In this exercise, you will use the TFDV library to add additional data validation constraints to your schema for early-warning detection on data anomalies outside expected feature ranges from negatively impacting your model's performance.

Load the auto-generated schema proto file


In [ ]:
schema_proto_path = '{}/{}'.format(schema_gen.outputs['schema'].get()[0].uri, 'schema.pbtxt')
schema = tfdv.load_schema_text(schema_proto_path)

Modify the schema

Hint: Review the TFDV library API documentation on setting a feature's domain.

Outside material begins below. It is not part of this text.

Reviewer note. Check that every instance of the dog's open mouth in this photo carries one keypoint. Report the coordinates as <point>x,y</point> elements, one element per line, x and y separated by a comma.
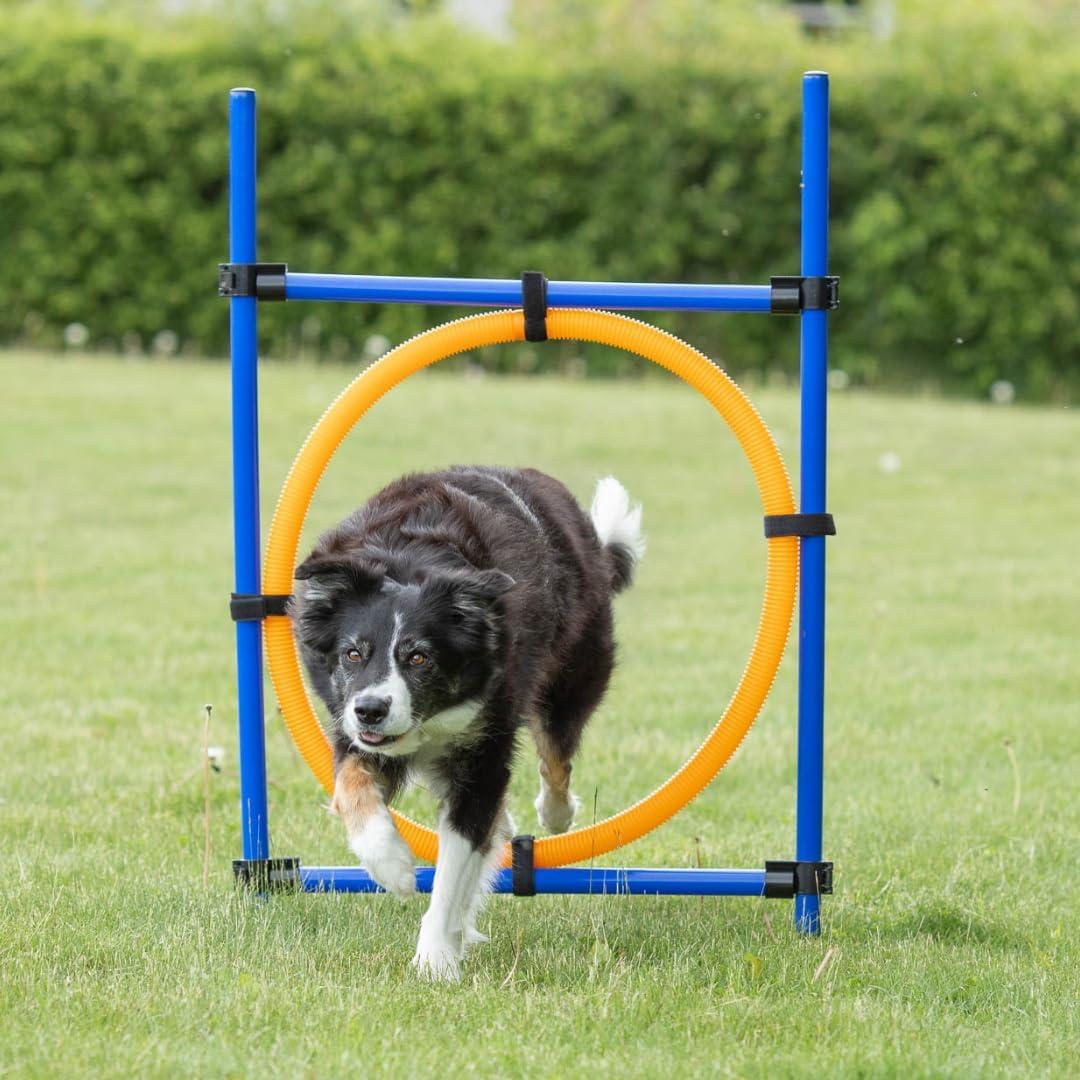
<point>377,738</point>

You can use the protocol buffer APIs to modify the schema. Review the Tensorflow Metadata proto definition for configuration options.


In [ ]:
# TODO: Your code to restrict the categorical feature Cover_Type between the values of 0 and 6.
# TODO: Your code to restrict the numeric feature Slope between 0 and 90.

tfdv.display_schema(schema=schema)

Save the updated schema


In [ ]:
schema_dir = os.path.join(ARTIFACT_STORE, 'schema')
tf.io.gfile.makedirs(schema_dir)
schema_file = os.path.join(schema_dir, 'schema.pbtxt')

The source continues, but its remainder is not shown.